In a recent commentary published in the American Journal of Medicine, the pair, along with UNM pediatrician S. Scott Obenshain, MD, and Albuquerque cardiologist Barry Ramo, MD, advise that most people should be screened for cardiovascular disease by age 50.
“A safe, inexpensive, non-invasive approach is now feasible with coronary artery calcium scanning,” they write. It’s essentially a CT scan to spot deposits of calcium that serve as markers for the artery-clogging cholesterol plaques that can trigger a heart attack, says Schade, chief of the Division of Endocrinology in UNM’s Department of Internal Medicine.
“Anybody with a CAT scanner can do it,” he says. The tests take just 10 minutes to complete and cost in the neighborhood of $150.
A score of zero on the test means practically no artery disease is present and the likelihood of a heart attack in the next five years is nil. But a higher score, Schade and Eaton say, should trigger a simple drug regimen to reduce levels of low-density lipoprotein – LDL – the so-called “bad” form of cholesterol that spurs the development of arterial plaques.

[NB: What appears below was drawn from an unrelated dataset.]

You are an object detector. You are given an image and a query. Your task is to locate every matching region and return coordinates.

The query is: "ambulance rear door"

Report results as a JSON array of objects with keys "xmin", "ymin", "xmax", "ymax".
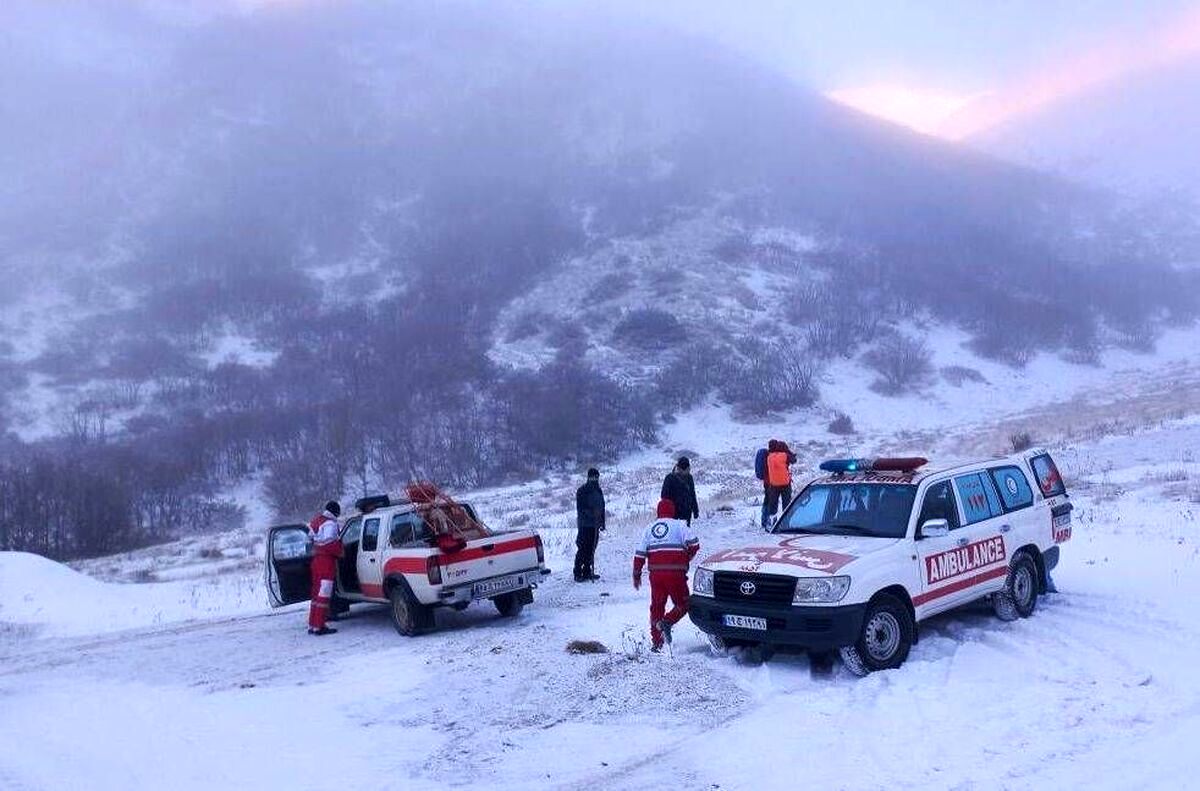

A daily 10 mg dose of rosuvastatin, a cholesterol-lowering drug, and a similar dose of ezetimibe, which also lowers LDL cholesterol, should help most patients get below a target LDL level of 50 mg/dl – the point at which the body actively clears plaques from the arteries, they say.
Schade and Eaton acknowledge that their LDL-lowering target is aggressive: most experts and organizations such as the American Heart Association suggest keeping LDL below 100 mg/dl – or 70 mg/dl for those at high risk for heart disease.
“The major difference in approach is we believe in treating disease, and the American Heart Association, with other organizations, believes in treating risk,” Schade says. “At an LDL cholesterol of 70, only 60% of patients are reversing, but 40% are getting worse, so who wants a goal that gets worse with a disease that’s the No. 1 killer?”
Eaton, an emeritus professor in the Department of Medicine who served as executive vice president for Health Sciences at UNM from 1998 to 2005, points out that for most people, heart disease is a silent killer: no symptoms are evident until a heart attack strikes.
“Asymptomatic doesn’t mean you don’t have disease,” Eaton says. That’s why coronary calcium scan results can provide peace of mind. “If your scan is zero, you don’t have the disease,” he says. An additional advantage is knowing that they have tested positive for arterial disease also motivates patients to comply more consistently with their treatment regimen, Eaton says.
CT scans briefly expose patients to X-rays, but Schade and Eaton say the dose is miniscule, equivalent to the amount of “background” radiation people get simply from living in a high-elevation location like Albuquerque for four months.
Nationwide, the American Heart Association estimates the direct and indirect costs of cardiovascular disease and stroke to be $350 billion, with one in two Americans experiencing some form of disease.
The pair are urging state lawmakers to require health insurers to cover the costs of the scans, because in the long run it will save money. New Mexicans – 40 percent of whom are covered by Medicaid – experience 16 heart attacks per day, each one averaging $94,000 in direct and indirect costs. That translates into a significant cost to taxpayers.
“You can see what that does to the state budget,” Schade says. “They’re paying a lot of money every day just to take care of these people.”